ГЛАВА 1
Ли обратил внимание на еврейского мальчика по имени Карл Стайнберг, с которым был шапочно знаком уже примерно год. Впервые увидев Карла, Ли подумал: «Этим можно воспользоваться, если б фамильные драгоценности не заложили Дядюшке Джанку».
Мальчик был светловолос, лицо худое и остренькое, несколько веснушек, чуть розовеют уши и нос, будто только что умылся. Ли не знал никого чище его. Круглыми карими глазками и пушистыми волосиками он напоминал птенчика. Карл родился в Мюнхене, а вырос в Балтиморе. Манеры и внешность были у него европейские. Даже за руку здоровался так, что казалось — при этом он щелкает каблуками. В целом, Ли считал, что с европейскими юношами общаться легче, чем с американцами. Грубость многих соотечественников угнетала его: грубость, основанная на прочном неведении всего, что касалось хороших манер, и на удобном для общественных нужд предположении, что все люди в большей или меньшей степени равны и взаимозаменяемы.
А Ли в любых отношениях искал ощущения контакта. С Карлом нечто подобное получалось. Мальчик слушал вежливо и, казалось, понимал, о чем Ли говорит. Сначала отнекиваясь, он, в конце концов, смирился с тем, что Ли испытывает к нему сексуальный интерес, и сказал ему:
— Поскольку я не могу изменить своего мнения о тебе, придется его менять по поводу других вещей.
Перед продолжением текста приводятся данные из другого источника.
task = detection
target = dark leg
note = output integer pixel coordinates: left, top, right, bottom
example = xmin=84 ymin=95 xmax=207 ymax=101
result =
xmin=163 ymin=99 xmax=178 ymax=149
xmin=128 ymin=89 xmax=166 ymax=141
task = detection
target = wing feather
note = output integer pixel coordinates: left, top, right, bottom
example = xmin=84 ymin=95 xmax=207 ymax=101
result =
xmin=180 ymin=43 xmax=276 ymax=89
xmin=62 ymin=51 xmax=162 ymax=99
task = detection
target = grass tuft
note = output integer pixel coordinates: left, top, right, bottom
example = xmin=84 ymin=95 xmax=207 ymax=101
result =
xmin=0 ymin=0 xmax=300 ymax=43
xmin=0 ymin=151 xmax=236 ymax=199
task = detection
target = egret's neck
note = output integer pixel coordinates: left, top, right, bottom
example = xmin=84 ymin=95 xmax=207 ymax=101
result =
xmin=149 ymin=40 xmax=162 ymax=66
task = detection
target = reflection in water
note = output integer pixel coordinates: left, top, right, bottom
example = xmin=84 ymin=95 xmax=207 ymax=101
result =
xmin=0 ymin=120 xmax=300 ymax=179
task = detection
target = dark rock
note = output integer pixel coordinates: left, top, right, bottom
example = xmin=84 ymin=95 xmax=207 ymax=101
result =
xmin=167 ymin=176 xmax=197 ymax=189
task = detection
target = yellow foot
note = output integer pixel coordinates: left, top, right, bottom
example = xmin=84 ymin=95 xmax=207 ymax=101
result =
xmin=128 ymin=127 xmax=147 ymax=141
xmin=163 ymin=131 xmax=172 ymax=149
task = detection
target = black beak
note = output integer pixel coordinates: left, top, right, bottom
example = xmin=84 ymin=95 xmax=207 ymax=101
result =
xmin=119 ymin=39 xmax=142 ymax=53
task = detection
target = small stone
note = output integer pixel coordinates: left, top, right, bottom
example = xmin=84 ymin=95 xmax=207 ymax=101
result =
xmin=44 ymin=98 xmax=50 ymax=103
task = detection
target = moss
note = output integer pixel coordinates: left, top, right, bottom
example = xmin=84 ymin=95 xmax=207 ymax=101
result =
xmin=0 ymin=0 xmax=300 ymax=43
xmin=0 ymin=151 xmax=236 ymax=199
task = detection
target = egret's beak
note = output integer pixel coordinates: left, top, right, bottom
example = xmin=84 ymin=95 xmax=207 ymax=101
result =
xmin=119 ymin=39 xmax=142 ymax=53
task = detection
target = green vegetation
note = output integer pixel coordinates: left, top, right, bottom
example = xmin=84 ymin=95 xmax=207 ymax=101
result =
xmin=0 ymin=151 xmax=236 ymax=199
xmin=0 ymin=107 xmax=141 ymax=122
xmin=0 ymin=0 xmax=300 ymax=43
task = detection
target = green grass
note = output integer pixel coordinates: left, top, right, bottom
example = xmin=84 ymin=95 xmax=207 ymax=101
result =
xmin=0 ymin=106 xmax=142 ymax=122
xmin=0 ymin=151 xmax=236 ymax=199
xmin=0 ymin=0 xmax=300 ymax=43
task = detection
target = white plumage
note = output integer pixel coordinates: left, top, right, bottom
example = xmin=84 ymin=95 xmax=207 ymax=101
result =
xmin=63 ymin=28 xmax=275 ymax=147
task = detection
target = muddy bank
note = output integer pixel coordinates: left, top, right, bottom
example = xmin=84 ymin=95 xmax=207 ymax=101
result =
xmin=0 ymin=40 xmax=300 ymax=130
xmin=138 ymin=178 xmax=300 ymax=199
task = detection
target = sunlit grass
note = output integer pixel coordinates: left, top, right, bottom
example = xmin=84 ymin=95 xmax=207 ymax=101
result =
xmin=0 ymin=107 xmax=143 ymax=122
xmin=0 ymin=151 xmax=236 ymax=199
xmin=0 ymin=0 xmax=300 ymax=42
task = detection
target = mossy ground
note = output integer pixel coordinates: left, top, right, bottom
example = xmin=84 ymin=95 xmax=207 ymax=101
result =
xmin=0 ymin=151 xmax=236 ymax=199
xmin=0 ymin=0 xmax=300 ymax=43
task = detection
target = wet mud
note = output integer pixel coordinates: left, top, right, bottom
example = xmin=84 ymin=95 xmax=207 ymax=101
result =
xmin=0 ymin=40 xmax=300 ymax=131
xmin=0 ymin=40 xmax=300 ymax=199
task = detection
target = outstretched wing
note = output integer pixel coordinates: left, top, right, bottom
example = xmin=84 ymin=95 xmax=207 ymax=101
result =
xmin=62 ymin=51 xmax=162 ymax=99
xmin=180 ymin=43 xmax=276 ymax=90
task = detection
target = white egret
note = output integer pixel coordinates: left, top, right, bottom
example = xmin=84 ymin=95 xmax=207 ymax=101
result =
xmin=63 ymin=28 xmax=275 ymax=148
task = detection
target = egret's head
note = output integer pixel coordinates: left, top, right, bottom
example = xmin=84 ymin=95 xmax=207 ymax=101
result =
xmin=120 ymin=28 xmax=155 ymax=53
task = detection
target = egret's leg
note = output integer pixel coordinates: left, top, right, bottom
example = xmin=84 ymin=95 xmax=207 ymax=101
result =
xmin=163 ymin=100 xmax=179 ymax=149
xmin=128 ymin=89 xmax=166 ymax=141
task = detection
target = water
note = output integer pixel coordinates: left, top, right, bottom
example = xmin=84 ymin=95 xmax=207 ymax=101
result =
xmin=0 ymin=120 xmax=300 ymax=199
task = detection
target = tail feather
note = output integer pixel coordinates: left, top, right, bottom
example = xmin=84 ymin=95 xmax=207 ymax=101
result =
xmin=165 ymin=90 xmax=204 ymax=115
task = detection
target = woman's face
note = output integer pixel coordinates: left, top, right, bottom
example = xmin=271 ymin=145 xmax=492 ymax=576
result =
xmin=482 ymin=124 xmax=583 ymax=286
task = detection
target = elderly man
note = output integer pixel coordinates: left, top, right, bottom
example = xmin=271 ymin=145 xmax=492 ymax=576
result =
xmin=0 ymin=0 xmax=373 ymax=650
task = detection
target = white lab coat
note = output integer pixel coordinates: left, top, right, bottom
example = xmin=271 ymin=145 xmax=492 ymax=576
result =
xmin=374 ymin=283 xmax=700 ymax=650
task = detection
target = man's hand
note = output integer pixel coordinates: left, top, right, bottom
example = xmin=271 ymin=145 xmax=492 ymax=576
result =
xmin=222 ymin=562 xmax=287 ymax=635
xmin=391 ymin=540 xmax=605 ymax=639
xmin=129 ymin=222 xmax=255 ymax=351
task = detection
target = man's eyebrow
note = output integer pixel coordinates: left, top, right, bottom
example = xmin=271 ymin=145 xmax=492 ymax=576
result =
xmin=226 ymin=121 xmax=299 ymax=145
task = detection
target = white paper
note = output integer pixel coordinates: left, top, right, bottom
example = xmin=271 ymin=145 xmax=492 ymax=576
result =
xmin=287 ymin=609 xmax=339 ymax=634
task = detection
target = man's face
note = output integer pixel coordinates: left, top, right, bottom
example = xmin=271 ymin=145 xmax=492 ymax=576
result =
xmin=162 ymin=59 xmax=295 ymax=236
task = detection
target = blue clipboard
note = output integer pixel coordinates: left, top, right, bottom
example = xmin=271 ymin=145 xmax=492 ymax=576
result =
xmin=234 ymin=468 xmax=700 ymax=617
Но вскоре Ли понял, что дальше хода нет. «Если бы я так далеко зашел с американским мальчишкой, — рассуждал он, — я бы и дальше пробился. Что с того, что он не педик. Люди же могут быть просто любезными. В чем же вся штука?» И Ли, наконец, угадал правильный ответ: «Невозможно это от того, что это бы не понравилось его мамочке». И Ли понял, что пора собирать вещички. Он вспомнил одного своего друга, еврея-гомосексуалиста, жившего в Оклахома-сити. Когда Ли спросил его: «Зачем ты здесь живешь? Денег у тебя хватит жить где пожелаешь», — тот ему ответил: «Если я уеду, это убьет мою мамочку». Ли обалдел.
Однажды днем Ли прогуливался с Карлом мимо парка на Амстердам-авеню. Неожиданно Карл слегка поклонился ему и пожал руку.
— Желаю удачи, — сказал он и побежал к трамваю.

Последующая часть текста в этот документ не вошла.